CallToolAsync includes a safety net for misbehaving servers: if the task stays in xref:ModelContextProtocol.Protocol.McpTaskStatus.InputRequired across many consecutive polls without exposing any new input request keys (i.e. every previously requested input has already been resolved by the client and yet the server keeps returning InputRequired), the client gives up, issues a best-effort tasks/cancel, and throws xref:ModelContextProtocol.McpException. This guards against a server that never transitions out of InputRequired and prevents an unbounded poll loop.

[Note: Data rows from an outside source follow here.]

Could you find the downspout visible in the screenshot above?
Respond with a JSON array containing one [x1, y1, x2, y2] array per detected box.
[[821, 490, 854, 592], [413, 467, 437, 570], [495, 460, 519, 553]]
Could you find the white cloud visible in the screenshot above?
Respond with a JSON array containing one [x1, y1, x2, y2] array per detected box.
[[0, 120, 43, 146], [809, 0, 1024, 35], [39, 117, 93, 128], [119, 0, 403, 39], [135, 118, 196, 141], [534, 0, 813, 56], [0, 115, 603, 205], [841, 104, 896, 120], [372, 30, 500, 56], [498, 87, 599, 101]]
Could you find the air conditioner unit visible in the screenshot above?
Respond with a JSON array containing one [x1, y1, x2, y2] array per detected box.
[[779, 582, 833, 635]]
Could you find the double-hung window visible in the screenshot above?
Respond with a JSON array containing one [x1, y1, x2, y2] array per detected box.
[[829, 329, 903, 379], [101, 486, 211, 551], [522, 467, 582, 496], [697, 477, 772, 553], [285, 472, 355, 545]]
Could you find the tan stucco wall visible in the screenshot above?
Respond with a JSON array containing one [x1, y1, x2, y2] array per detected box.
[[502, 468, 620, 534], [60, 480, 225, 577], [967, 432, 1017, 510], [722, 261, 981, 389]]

The threshold defaults to 60 consecutive stuck polls and is configurable via xref:ModelContextProtocol.Client.McpClientOptions.MaxConsecutiveStuckPolls. The effective wall-clock timeout is roughly MaxConsecutiveStuckPolls * pollIntervalMs, so tune the option with the server-side poll cadence in mind. Setting it too low risks false positives for servers that are slow to surface follow-up input requests; setting it too high can mask misbehaving servers.

Input requests (multi-round-trip)

When a task needs additional input from the client, the server transitions it to xref:ModelContextProtocol.Protocol.McpTaskStatus.InputRequired and returns the outstanding requests in xref:ModelContextProtocol.Protocol.InputRequiredTaskResult.InputRequests. Each entry is an arbitrary key paired with a { method, params } envelope representing an equivalent standalone server-to-client request. The client provides answers via xref:ModelContextProtocol.Client.McpClient.UpdateTaskAsync*, keyed by the same identifiers.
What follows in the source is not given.